Mani-Pedi – Ein Ratgeber für Nagelbesitzer

Von medizini

Unser Finger- und Fußnägel sind transparente Keratinplatten, die unsere Finger- und Zehenkuppen schützen und stabilisieren. In der Regel macht man sich um seine Fingernägel nur Gedanken, wenn man sie schmücken möchte oder sie zu lang sind. Dabei sind Fingernägel seit Urzeiten Ausdruck von Individualität oder sogar Klassenzugehörigkeit. Gesunde und schöne Nägel sind also doch ein Dauerthema.

In der Summe ist der menschliche Körper in der Regel stark und widerstandskräftig. Wer jedoch auf die einzelnen Körperteile und Komponenten achtet, erfährt bald mehr über mögliche Anfälligkeiten, als ihm lieb sein kann. So können auch Finger- und Zehennägel Grund zur Besorgnis geben. Gerade Frauen leiden häufig unter weichen und brüchigen Fingernägeln, obwohl nicht umfassend erforscht, wird die Ursache doch in chemischen Nagellackentfernern und der häufige Kontakt mit starken Reinigungsmitteln vermutet. Brüchigkeit kann aber auch auf einen Vitamin-H-Mangel hindeuten. Dieses Vitamin ist wichtig für die Bildung von Keratin und damit nicht nur für die Gesundheit von Fingernägeln, sondern auch von Haut und Haaren.

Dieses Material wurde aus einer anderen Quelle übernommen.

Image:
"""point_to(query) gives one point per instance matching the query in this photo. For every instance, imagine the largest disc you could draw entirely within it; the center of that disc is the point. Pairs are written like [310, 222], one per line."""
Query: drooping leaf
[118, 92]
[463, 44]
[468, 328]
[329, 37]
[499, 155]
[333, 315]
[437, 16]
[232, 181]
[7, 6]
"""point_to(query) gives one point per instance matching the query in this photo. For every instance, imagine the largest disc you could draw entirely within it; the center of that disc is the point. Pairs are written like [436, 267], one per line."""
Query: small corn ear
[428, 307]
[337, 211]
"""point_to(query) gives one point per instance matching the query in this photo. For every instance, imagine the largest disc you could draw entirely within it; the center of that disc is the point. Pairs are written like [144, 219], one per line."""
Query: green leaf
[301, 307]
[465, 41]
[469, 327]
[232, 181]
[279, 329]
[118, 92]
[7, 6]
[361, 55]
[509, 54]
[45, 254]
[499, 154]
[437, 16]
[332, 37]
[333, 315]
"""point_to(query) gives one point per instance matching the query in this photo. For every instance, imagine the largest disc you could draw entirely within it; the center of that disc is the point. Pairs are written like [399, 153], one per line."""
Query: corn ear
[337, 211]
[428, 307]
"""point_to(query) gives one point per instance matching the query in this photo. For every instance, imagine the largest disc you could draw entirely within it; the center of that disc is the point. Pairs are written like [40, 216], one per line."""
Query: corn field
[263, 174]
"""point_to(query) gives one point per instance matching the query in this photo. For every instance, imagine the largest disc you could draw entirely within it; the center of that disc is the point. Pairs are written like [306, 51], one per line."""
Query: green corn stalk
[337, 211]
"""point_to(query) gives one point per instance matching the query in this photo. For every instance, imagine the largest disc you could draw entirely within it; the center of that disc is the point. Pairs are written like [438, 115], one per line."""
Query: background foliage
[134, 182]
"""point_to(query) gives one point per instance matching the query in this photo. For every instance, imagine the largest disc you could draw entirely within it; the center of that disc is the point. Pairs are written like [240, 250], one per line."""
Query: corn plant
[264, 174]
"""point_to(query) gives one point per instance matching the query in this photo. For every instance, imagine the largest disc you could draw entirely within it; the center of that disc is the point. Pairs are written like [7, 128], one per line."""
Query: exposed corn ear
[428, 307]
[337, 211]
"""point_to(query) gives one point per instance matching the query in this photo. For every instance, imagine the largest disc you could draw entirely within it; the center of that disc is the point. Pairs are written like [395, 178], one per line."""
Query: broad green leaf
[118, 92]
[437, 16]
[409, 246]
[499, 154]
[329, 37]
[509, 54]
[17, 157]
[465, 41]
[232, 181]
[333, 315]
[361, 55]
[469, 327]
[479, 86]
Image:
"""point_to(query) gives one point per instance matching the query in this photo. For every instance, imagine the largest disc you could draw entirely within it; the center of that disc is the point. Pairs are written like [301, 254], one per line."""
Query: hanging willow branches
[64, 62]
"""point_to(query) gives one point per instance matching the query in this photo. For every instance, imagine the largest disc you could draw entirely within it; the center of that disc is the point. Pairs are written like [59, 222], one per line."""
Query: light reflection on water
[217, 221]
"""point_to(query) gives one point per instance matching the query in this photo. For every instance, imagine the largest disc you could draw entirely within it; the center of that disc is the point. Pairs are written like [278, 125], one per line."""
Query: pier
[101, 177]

Durch Verletzungen des Nagelbetts oder der Nagelhaut (Kutikula) kann es zu Pilzbefall und damit zu Verfäbrung und Deformationen des Nagels kommen. Bis die erkrankten Stellen herausgewachsen sind (sofern es sich nicht um eine ortsbeständige Verletzung des Nagelbetts handelt), dauert es gerade bei Fußnägeln recht lange.
Das Aussehen unserer Nägel kann auch ein Symptom für Mangel- bzw. Fehlernährung oder körperübergreifende Krankheiten sein. So haben Psoriasis-Patienten häufig gefleckte und Neurodermitis-Patienten nicht selten glasig glänzende Nägel. Wird die Nagelwurzel dauerhaft geschädigt, z.B. durch Quetschungen, kann der Nagel auch abfallen.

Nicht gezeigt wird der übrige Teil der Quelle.